The Time reviewer was pretty repulsed and offended, noting that the movie "leads to a sagging, swamp view motel and the most nauseating murder ever filmed, as one watches every gasp, gurgle, scream, and hemmorage by which a living human becomes a corpse." Interesting, sans the hemmorage part, I'd say that description applies to the murders in Frenzy and Torn Curtain, too.
Time noted, "what follows after that murder is expertly Gothic, but the nausea remains." Interesting: "expertly Gothic" rather covers all the visual and narrative greatness of Psycho, but the reviewer didn't much care. Time closed out: "what could have been a satisfying creak-and-shriek thriller becomes a spectacle of stomach-churning horror." (As someone pointed out, that "bad review" probably drove horror fans to the theater.)
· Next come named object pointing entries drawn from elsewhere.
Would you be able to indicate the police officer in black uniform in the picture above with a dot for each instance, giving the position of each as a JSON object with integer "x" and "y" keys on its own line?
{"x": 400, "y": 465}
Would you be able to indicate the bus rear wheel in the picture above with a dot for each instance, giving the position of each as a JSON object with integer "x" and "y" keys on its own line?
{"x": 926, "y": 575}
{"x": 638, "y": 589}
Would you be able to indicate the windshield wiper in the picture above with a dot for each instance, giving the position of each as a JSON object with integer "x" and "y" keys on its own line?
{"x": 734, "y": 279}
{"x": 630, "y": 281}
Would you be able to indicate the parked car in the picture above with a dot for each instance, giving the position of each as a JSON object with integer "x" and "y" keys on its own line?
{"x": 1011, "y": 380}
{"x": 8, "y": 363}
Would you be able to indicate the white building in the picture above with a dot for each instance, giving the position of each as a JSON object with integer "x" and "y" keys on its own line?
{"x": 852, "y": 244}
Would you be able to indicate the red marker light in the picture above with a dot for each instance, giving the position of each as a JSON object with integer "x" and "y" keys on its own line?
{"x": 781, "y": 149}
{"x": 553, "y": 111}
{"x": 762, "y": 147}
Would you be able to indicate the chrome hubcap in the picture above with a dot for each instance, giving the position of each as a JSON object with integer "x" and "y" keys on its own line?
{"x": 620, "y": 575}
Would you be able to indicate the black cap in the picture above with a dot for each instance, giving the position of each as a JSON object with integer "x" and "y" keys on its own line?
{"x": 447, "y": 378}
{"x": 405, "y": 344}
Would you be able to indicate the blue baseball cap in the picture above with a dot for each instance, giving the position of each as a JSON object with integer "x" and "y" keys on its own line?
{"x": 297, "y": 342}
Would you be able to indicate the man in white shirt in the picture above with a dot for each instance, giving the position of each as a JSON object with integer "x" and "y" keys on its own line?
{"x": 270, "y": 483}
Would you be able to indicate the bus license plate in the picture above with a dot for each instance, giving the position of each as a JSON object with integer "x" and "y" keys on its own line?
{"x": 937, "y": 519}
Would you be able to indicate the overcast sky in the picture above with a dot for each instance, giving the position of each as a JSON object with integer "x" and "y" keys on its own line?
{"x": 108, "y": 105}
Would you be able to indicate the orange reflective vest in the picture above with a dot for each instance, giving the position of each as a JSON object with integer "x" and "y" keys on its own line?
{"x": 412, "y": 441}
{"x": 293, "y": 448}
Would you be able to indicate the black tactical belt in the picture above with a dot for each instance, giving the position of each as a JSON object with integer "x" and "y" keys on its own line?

Interesting: 1960 Time had "weekly capsule summaries of previously reviewed films" and lo and behold, each week Psycho got a better write-up. I think they called it a masterpiece in one of them. But another kept the negative promotion up: "Hitchcock's hand is heavy in this one, and thoroughly dripping in blood." Again -- page the horror hounds!
Famously, a year later, Time reviewed William Castle's rather dopey Psycho copycat -- Homicidal -- as BETTER than Psycho, "at least as a matter of pace." And they put Homicidal on their Ten Best of 1961 list. William Castle was very proud. Hitchcock had to be disgusted -- all that cinematic prowess on screen in Psycho and...Homicidal? But I DO think that Time put Psycho on their 1960 Ten Best as well...they got over their earlier pan.
NEWSWEEK took a different tack, focusing on the twist: "Psycho has been filmed in rather noisy secrecy in Hollywood, and now that the movie is here, we can see why: it depends on a specific twist."
Newsweek continued: "With regard to that twist, right guessers will deal themselves out of the suspense...wrong guessers will be enthralled to the end."
Hmm. Good point, I guess, but this: suppose you are sure that Norman IS the killer. Its still scary when Arbogast goes up those stairs. But you WILL be "dealt out of the suspense" when Norman is down with Sam as Lila explores the house. Still, it gets scary again when Norman knocks Sam out and runs up to the house...
NEWSWEEK gave this away "Hitchcock pulls a stunt that opens with water spraying out of a shower head that puts a lot more scare into the movie than the creepy old house on the hill."
1960 Newsweek magazine movie reviews ended with a "summing up" phrase.
For Psycho: "Summing Up: Sporadic chills."
Hmmm...sporadic chills. Not terribly terrified, the Newsweek reviewer.
Note: sharing the pages of Time and Newsweek with Psycho for reviews were The Apartment, and Bells Are Ringing.